De la chasse aux nouveaux talents ou du développement du capital humain, quel est le meilleur levier de performance ? Cette interrogation en appelle d’autres car la notion de performance pose une question complexe qui interpelle le mode de management. Doit-on la mettre au cœur des processus RH ? Points de vue.
Les RH au service du business ? Une idée séduisante particulièrement discutable pour le DRH groupe de Mazars Laurent Choain : « Il faut sortir de cette sorte d’imperium de la performance, il fait se focaliser les RH sur des objectifs de court terme, rater des virages stratégiques. » Ce n’est pas à court terme que l’on peut par exemple développer l’accession des femmes à des postes de dirigeants, cela demande cinq à dix ans. Maintes fois posée, la question de la performance interpelle les modes de management, elle suppose que celui-ci favorise la prise en compte des attentes de l’entreprise et de celles du salarié. Elle implique aussi d’offrir un cadre de travail satisfaisant et épanouissant. Un incontournable à l’heure où la jeune génération le revendique comme le montre l’enquête que Mazars a menée auprès de la génération Y du cabinet – un archétype des « Yers » tels que les médias les présentent – dans 64 pays, dont 62 ont répondu. « Il en ressort de façon évidente que l’attente de ces jeunes professionnels se fait sur un environnement de travail plus ouvert, convivial, avec une organisation du travail différente », commente Laurent Choain.
Dans une optique de performance, « on va rationnaliser les process, déterminer que l’un est meilleur que l’autre, or, il n’existe pas un modèle performant, il en existe de différents en fonction des entreprises », note Karine Merle, enseignant-chercheur à l’Idrac Lyon. Oublions donc l’idée d’un modèle universel, tout processus doit être pensé dans son contexte, même s’il y a des invariants comme la taille de l’entreprise ou son secteur d’activité, qui font se retrouver des tendances, des caractéristiques. Ainsi, on n’appliquera pas le modèle de Google à Barclays.

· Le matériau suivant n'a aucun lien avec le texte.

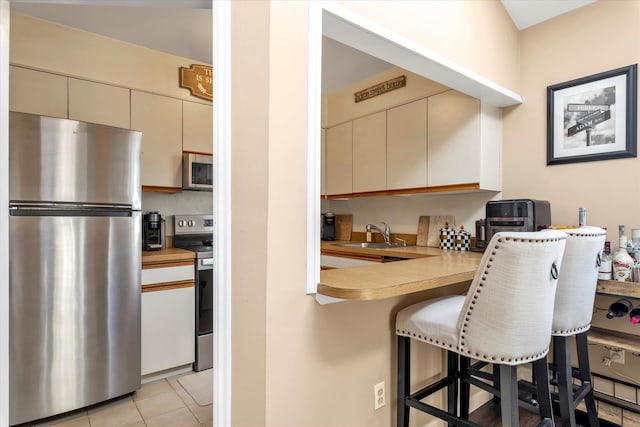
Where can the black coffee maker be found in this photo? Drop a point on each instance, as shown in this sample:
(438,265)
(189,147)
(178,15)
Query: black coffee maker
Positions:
(152,231)
(328,226)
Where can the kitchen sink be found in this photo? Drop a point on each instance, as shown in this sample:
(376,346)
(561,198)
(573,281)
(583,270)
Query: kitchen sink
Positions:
(369,245)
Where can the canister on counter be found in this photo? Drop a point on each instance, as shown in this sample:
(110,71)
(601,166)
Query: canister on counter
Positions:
(463,239)
(447,237)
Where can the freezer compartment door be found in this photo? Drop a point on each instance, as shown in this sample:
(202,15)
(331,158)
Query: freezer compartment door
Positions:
(74,312)
(74,162)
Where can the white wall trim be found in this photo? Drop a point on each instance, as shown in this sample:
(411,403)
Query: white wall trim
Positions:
(333,20)
(222,213)
(314,114)
(4,213)
(360,33)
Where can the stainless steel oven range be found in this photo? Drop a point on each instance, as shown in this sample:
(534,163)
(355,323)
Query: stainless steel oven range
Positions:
(195,233)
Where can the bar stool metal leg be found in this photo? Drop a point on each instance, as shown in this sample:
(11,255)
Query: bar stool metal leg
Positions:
(509,395)
(585,377)
(404,380)
(452,388)
(465,389)
(561,344)
(543,395)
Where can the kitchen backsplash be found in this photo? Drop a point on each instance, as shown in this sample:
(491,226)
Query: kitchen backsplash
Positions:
(402,212)
(170,204)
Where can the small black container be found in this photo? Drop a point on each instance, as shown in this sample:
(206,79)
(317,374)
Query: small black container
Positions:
(152,231)
(329,226)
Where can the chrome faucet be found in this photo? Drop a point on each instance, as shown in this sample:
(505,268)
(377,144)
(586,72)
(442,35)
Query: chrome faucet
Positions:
(386,233)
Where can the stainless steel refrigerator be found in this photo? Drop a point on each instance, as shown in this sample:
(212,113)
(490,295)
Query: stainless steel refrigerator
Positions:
(74,264)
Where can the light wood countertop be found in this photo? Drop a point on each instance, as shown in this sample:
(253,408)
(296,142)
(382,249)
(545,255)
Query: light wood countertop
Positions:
(431,268)
(166,255)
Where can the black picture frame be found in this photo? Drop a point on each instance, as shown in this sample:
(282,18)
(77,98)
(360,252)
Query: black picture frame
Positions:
(593,118)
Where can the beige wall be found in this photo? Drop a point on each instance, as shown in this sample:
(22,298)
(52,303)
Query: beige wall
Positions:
(549,56)
(478,35)
(296,363)
(249,207)
(56,48)
(553,52)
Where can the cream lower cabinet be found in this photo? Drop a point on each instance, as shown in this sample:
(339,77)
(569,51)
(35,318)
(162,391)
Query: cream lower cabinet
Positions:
(407,146)
(197,127)
(168,317)
(464,137)
(370,153)
(37,92)
(99,103)
(339,164)
(160,120)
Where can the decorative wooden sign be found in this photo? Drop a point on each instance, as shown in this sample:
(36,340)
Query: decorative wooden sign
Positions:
(198,79)
(381,88)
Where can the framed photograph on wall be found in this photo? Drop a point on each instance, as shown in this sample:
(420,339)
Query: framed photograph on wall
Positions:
(593,118)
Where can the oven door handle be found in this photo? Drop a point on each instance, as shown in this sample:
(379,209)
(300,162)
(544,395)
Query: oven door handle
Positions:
(205,264)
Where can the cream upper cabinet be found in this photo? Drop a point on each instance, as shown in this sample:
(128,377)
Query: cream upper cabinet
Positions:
(339,159)
(160,120)
(37,92)
(99,103)
(463,141)
(197,127)
(370,152)
(323,162)
(407,146)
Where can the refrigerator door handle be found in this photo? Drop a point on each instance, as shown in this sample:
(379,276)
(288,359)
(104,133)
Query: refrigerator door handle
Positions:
(66,206)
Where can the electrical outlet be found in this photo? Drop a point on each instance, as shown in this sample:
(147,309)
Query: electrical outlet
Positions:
(379,395)
(616,355)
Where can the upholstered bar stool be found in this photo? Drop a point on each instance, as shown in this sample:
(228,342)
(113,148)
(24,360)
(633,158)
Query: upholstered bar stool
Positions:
(572,317)
(504,319)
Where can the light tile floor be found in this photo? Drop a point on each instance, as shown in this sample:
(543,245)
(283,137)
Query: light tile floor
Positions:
(163,403)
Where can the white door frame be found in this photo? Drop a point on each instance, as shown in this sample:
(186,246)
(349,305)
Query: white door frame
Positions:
(221,196)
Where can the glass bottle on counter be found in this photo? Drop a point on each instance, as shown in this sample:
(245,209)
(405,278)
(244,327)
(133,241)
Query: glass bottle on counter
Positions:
(604,271)
(622,261)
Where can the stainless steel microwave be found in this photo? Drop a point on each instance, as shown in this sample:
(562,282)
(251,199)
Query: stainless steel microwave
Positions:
(197,172)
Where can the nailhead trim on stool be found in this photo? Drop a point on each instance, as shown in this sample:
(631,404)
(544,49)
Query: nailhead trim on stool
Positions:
(519,267)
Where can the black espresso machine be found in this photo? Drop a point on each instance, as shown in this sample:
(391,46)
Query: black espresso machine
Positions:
(152,231)
(512,215)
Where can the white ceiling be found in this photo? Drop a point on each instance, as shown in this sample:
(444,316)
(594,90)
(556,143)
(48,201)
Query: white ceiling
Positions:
(526,13)
(186,31)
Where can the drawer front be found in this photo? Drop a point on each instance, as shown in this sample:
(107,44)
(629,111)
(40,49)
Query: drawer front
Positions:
(168,274)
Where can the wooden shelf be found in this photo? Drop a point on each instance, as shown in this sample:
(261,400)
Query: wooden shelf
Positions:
(620,289)
(614,339)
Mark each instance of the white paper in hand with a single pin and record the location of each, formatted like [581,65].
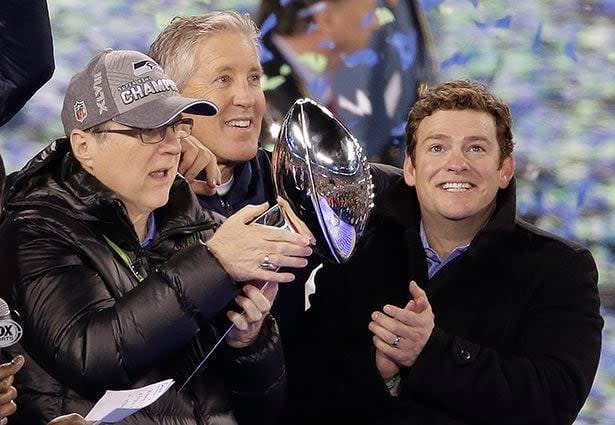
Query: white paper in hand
[117,405]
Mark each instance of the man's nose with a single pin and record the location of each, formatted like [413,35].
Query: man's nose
[457,161]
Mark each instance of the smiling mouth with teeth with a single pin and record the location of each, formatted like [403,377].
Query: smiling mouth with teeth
[159,173]
[457,186]
[239,123]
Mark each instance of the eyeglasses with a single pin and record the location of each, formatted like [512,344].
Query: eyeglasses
[150,136]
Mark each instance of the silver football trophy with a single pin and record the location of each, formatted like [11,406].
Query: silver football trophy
[324,183]
[320,170]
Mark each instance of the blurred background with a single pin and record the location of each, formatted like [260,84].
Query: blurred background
[552,61]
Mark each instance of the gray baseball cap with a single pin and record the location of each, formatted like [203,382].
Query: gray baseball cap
[127,87]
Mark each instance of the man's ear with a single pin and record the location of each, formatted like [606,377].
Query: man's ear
[83,146]
[507,170]
[409,171]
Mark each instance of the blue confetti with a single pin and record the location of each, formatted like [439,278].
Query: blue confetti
[430,4]
[367,19]
[327,44]
[311,28]
[264,53]
[498,23]
[503,22]
[319,86]
[406,46]
[362,57]
[537,42]
[481,25]
[399,129]
[571,50]
[457,59]
[269,24]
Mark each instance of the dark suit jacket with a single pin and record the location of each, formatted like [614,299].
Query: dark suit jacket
[517,326]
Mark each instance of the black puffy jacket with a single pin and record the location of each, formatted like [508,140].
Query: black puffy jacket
[90,326]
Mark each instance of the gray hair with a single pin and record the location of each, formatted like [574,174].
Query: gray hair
[174,48]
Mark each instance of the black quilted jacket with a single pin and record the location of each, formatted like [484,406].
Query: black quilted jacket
[90,326]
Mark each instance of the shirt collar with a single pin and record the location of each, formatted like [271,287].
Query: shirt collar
[151,230]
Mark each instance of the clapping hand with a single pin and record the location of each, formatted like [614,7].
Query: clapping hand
[400,334]
[256,304]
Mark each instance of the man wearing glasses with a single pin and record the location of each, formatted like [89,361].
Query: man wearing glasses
[122,279]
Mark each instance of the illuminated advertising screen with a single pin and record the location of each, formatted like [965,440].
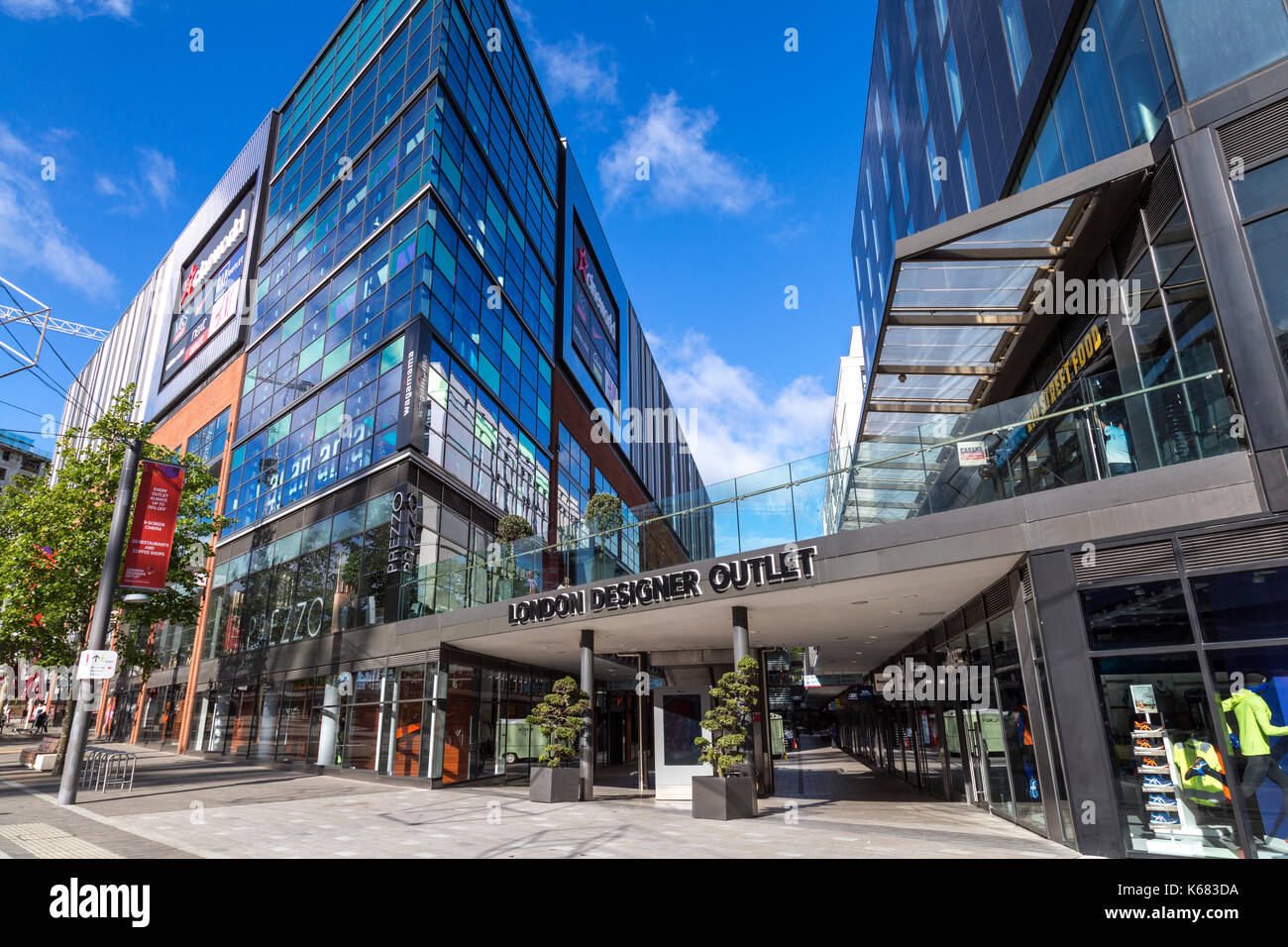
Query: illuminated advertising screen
[210,289]
[593,321]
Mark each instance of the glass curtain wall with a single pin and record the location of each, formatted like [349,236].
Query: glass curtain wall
[1116,91]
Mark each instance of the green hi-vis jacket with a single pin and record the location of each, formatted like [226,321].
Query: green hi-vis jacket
[1253,718]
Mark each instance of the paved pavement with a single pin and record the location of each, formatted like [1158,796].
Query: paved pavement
[828,805]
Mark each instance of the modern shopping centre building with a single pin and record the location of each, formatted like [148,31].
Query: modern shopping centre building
[1064,499]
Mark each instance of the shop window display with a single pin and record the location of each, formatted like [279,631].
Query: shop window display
[1171,768]
[1252,688]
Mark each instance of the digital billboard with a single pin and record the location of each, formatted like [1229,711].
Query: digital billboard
[595,320]
[210,289]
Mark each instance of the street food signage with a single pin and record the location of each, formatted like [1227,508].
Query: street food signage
[776,569]
[147,557]
[1087,348]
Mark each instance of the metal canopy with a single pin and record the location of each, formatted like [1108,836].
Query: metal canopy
[961,296]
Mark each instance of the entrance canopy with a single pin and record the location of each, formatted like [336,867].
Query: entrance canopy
[961,294]
[960,330]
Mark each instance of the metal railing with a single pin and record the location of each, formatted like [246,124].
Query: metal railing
[103,770]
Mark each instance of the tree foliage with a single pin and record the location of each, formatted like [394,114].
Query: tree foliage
[604,513]
[733,697]
[561,718]
[513,527]
[55,535]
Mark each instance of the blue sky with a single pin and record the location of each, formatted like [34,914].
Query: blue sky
[755,157]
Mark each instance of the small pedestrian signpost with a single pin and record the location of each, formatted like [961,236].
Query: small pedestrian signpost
[95,665]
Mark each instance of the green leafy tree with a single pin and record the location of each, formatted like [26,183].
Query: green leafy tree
[561,718]
[604,513]
[513,527]
[732,698]
[55,535]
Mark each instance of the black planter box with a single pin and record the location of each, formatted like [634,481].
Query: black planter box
[554,785]
[724,796]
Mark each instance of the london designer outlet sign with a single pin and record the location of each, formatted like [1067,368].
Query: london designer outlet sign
[789,566]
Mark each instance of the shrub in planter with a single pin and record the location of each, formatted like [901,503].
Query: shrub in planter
[732,791]
[561,718]
[509,530]
[603,515]
[513,527]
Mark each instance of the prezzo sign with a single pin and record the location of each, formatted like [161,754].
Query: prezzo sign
[404,528]
[787,566]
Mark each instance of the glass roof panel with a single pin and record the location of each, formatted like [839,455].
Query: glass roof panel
[923,386]
[894,421]
[1034,230]
[962,283]
[965,346]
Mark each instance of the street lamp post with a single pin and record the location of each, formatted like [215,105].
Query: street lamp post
[98,626]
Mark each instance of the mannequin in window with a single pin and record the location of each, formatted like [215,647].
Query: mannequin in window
[1252,725]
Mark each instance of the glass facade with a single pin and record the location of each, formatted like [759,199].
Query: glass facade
[1115,93]
[1218,44]
[1261,195]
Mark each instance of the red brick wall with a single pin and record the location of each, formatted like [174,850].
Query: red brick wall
[220,392]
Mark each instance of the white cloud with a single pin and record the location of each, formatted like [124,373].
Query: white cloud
[737,423]
[159,174]
[684,170]
[78,9]
[33,237]
[576,69]
[153,184]
[520,14]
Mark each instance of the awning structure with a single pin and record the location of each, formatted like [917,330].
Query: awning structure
[961,311]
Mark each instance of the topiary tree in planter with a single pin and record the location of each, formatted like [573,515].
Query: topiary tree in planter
[509,530]
[603,515]
[728,793]
[561,716]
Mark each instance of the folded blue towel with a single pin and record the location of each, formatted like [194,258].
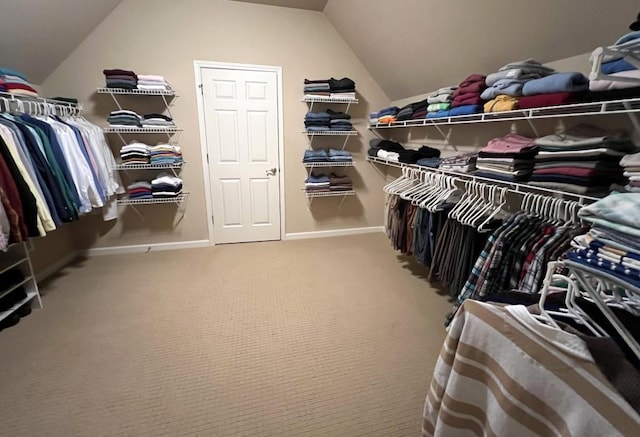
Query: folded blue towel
[438,114]
[616,66]
[466,110]
[557,83]
[317,116]
[337,152]
[317,179]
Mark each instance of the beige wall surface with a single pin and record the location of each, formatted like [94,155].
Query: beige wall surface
[165,37]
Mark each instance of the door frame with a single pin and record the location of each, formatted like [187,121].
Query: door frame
[197,67]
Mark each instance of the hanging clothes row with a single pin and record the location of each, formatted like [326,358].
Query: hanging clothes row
[52,170]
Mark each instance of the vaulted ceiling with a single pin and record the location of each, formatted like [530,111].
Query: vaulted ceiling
[409,46]
[37,35]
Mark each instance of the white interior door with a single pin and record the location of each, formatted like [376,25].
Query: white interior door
[241,123]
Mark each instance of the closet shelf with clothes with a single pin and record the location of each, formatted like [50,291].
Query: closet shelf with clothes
[620,106]
[514,187]
[145,92]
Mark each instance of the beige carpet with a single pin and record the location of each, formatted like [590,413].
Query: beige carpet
[326,337]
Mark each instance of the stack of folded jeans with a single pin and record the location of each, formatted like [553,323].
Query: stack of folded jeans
[157,120]
[124,118]
[388,115]
[509,158]
[555,89]
[631,165]
[134,153]
[140,190]
[317,88]
[585,160]
[340,183]
[317,183]
[439,102]
[319,155]
[153,82]
[166,186]
[462,163]
[505,86]
[342,88]
[165,154]
[317,121]
[117,78]
[339,120]
[612,245]
[336,155]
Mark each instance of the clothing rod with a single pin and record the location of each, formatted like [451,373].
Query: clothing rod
[513,187]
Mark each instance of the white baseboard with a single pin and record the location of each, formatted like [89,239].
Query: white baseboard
[333,233]
[56,266]
[143,248]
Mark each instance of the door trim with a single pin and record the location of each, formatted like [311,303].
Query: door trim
[197,67]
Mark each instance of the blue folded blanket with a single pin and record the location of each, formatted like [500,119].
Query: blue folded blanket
[557,83]
[616,66]
[466,110]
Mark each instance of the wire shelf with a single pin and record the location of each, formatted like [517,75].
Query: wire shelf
[127,201]
[575,110]
[331,133]
[123,91]
[147,166]
[514,187]
[327,99]
[140,130]
[314,194]
[329,164]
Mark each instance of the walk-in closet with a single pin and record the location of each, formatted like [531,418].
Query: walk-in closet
[319,218]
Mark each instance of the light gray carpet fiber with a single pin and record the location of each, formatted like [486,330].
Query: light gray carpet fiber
[322,337]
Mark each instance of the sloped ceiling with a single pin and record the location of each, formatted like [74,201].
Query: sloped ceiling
[37,35]
[312,5]
[411,47]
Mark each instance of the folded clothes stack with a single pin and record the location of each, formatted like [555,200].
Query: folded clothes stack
[509,158]
[118,78]
[153,82]
[338,88]
[339,120]
[124,118]
[134,153]
[319,155]
[317,121]
[617,69]
[462,163]
[342,88]
[388,115]
[374,117]
[140,190]
[165,154]
[166,186]
[414,111]
[317,88]
[392,151]
[505,86]
[316,183]
[611,245]
[337,155]
[552,90]
[585,160]
[439,102]
[340,183]
[14,82]
[631,166]
[157,120]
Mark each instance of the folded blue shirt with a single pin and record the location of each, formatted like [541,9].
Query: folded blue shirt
[466,110]
[557,83]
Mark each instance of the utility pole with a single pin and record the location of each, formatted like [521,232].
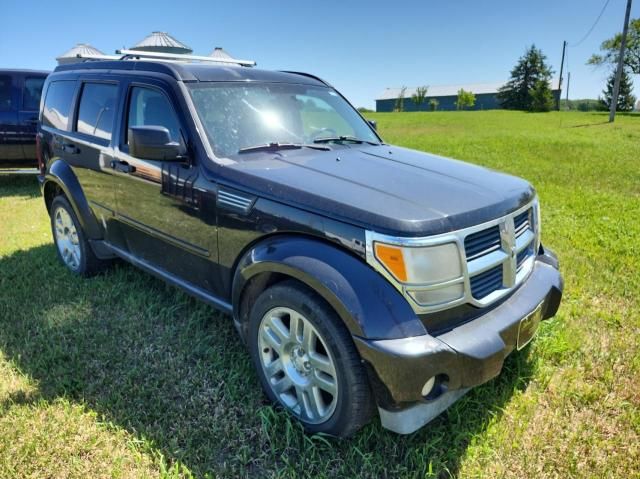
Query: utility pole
[616,85]
[564,47]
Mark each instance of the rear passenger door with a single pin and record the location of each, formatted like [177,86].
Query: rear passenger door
[28,114]
[10,148]
[89,150]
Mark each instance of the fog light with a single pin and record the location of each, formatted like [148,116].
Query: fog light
[428,386]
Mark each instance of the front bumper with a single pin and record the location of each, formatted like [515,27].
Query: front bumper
[466,356]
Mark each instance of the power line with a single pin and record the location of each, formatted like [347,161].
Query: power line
[592,26]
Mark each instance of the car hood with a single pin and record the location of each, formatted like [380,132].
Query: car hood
[386,188]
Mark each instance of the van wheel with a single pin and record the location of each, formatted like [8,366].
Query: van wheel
[307,362]
[71,244]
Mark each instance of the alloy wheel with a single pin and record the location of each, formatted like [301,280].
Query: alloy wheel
[67,238]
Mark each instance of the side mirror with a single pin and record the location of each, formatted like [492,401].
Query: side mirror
[153,143]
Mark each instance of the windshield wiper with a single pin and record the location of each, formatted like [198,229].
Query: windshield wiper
[351,139]
[274,145]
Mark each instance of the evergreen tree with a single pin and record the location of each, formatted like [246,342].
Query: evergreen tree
[530,69]
[466,99]
[626,99]
[419,96]
[541,97]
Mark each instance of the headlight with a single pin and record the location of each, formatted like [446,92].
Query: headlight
[431,275]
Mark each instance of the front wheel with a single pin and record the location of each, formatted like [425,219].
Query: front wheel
[307,362]
[71,244]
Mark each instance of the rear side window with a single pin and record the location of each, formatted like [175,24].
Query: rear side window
[96,110]
[32,93]
[5,93]
[149,107]
[57,104]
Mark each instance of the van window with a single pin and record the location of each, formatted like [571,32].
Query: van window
[5,93]
[57,104]
[32,93]
[96,110]
[149,107]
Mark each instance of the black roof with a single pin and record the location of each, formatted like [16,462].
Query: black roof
[195,71]
[24,70]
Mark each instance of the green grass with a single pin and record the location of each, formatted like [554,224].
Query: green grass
[123,376]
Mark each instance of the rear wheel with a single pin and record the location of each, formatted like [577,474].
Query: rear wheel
[307,362]
[71,244]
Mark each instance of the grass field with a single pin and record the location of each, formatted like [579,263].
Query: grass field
[123,376]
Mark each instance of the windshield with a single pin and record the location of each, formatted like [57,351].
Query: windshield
[240,116]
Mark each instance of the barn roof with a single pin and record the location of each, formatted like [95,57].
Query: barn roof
[71,56]
[449,90]
[220,54]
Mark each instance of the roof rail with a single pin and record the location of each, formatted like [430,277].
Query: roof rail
[130,54]
[308,75]
[98,57]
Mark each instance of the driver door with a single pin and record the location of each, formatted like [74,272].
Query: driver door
[157,204]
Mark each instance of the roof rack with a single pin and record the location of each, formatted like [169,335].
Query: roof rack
[130,54]
[98,57]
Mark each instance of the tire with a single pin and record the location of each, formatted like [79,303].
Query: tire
[307,362]
[72,247]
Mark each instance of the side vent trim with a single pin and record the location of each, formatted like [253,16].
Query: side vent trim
[235,201]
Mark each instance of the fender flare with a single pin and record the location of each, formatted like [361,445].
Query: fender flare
[63,176]
[367,303]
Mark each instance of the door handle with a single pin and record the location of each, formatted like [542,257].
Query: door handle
[122,166]
[70,148]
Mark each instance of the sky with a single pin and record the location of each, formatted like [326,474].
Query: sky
[360,47]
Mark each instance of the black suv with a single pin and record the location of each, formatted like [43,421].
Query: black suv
[363,277]
[20,92]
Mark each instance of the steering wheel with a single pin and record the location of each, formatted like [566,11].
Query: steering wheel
[317,134]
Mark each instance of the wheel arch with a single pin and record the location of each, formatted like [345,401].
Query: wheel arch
[368,304]
[60,179]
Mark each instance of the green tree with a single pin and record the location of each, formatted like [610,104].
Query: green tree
[419,96]
[610,49]
[466,99]
[400,99]
[541,97]
[626,100]
[531,68]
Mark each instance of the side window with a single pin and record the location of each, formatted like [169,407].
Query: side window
[5,93]
[32,93]
[96,110]
[149,107]
[57,104]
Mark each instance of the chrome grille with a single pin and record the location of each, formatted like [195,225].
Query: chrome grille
[486,283]
[495,262]
[496,256]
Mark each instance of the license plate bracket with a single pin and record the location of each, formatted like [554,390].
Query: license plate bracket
[528,327]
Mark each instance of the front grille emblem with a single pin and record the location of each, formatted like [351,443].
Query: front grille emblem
[508,237]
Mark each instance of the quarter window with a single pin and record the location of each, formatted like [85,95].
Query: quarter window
[5,93]
[32,93]
[58,104]
[149,107]
[96,111]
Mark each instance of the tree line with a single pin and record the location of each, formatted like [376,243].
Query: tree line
[529,87]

La performance et sa mesure : une approche gestionnaire normale mais réductrice
Pour autant, « témoigner d’une vraie politique RH à travers des plans de formation, du développement de carrière, etc. peut être un vrai levier de performance. Ce qui pose problème, c’est de mesurer la performance », pointe-t-elle. Cette rationalisation de l’approche est normale car l’entreprise est dans une démarche gestionnaire, mais elle veut absolument rendre mesurable l’humain, elle est donc réductrice. « Il faut taire les processus RH, la fonction RH, c’est de la relation », confie le DRH groupe de Mazars. Un point de vue qui ne l’empêche pas de mesurer la performance, des recrutements et de la formation notamment. « On arrive à une vraie mesure de la performance du recrutement en dialoguant avec les pays. Par exemple, si pour remplacer 120 collaborateurs, ils doivent proposer 300 contrats, cela nous interpelle sur notre attractivité sur ce marché ; nous avons alors un véritable risque de ne pas recruter notre « 1er choix ». Autre indicateur significatif à ses yeux, la part du budget formation qui n’est pas destinée à la formation dans le poste : « Ce budget de développement doit être prioritaire car c’est le fondement même de l’employabilité de nos collaborateurs ».
Alors, de la chasse aux nouveaux talents ou du développement du capital humain, quel est le meilleur levier de performance ? « La question est extrêmement complexe car on se heurte encore et toujours à la mesure de la performance, mais les pratiques témoignent de ce qui se passe réellement en entreprise », souligne Karine Merle. On a beau développer une politique de chasse aux nouveaux talents pour apporter du sang neuf, pour favoriser l’innovation, la démarche est vaine si l’on n’a pas de dispositif de fidélisation en fonction des profils. En ce qui concerne l’acquisition de nouveaux talents, « la vraie performance, c’est quand on recrute qui on veut, pas qui on peut », résume Laurent Choain. La formule vaut pour le développement du capital humain.